Funding: This research was supported by the National Institutes of Health (grants R01 EY019287, P30 EY02687, 1T32GM1397740-1, K08HL138262, 1R01HL155344, P30DK020579, P30DK056341), the Jeffrey T. Fort Innovation Fund, the Starr Foundation AMD Research Fund, the Siteman Retina Research Fund, Research to Prevent Blindness, the Carl Marshall and Mildred Almen Reeves Foundation, the Retina Associates of St. Louis Research Fund, a pilot grant from the Washington University Genome Technology Access Center, the Vitreoretinal Surgery Foundation Fellowship, the Children’s Discovery Institute of Washington University and St. Louis Children’s Hospital, the Longer Life Foundation, and the Austrian Science Fund.

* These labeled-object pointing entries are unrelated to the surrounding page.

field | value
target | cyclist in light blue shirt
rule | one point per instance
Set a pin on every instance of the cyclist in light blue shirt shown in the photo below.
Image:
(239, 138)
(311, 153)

The content of the study is the responsibility of the authors and does not necessarily represent official NIH views. Apte and Javaheri have intellectual property licensed by Washington University to Mobius Scientific. Apte serves as chief scientific officer of Mobius Scientific and both serve on its advisory board.

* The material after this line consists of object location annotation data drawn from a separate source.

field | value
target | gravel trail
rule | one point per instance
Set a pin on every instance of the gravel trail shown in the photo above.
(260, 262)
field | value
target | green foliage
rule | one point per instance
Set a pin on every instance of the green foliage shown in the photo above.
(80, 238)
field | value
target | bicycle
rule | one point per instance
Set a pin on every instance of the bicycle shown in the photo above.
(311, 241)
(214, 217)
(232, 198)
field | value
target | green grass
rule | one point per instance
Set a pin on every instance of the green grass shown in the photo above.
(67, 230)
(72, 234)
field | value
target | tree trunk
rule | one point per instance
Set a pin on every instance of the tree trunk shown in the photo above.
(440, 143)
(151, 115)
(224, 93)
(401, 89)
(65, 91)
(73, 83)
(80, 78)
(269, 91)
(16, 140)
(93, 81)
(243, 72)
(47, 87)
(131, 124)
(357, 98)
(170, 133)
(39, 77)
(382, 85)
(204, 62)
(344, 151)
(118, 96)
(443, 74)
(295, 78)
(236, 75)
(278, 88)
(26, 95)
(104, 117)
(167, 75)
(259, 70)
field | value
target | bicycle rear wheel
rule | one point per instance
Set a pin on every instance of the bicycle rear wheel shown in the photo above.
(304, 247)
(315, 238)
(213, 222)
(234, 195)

About this AMD and genetics research news
Author: Abeeha Shamshad
Source: WUSTL
Contact: Abeeha Shamshad – WUSTL
Image: Image credited to Neuroscience News
Original Research (open access): “Apolipoprotein M attenuates age-related macular degeneration phenotypes via sphingosine-1-phosphate signaling and lysosomal lipid catabolism” by Rajendra S. Apte et al., Nature Communications.
Abstract
Apolipoprotein M attenuates age-related macular degeneration phenotypes via sphingosine-1-phosphate signaling and lysosomal lipid catabolism
Age-related macular degeneration (AMD) is a leading cause of blindness in adults over 50. AMD and cardiovascular disease share risk factors including age, impaired lipid metabolism, and extracellular lipid accumulation. Given ApoM’s role as a lipocalin that binds sphingosine-1-phosphate (S1P), the authors hypothesized that ApoM might restore lipid homeostasis and retinal function in AMD.
They report that patients with AMD have significantly lower ApoM than controls. In mouse models with impaired retinal cholesterol efflux, ApoM improved retinal pigment epithelium (RPE) function and reduced lipotoxicity through mechanisms dependent on S1P and S1P receptor 3. Ultrastructural observations revealed enhanced interactions between melanosomes and lipid droplets, which led to the discovery that ApoM-S1P signaling drives RPE-specific lysosomal lipid catabolism. RPE-specific knockout of lysosomal acid lipase reproduced AMD-like features. The study defines a novel role for ApoM-S1P signaling in preventing RPE lipotoxicity via lysosomal lipid degradation, offering a potential therapeutic pathway for AMD and related age-associated disorders.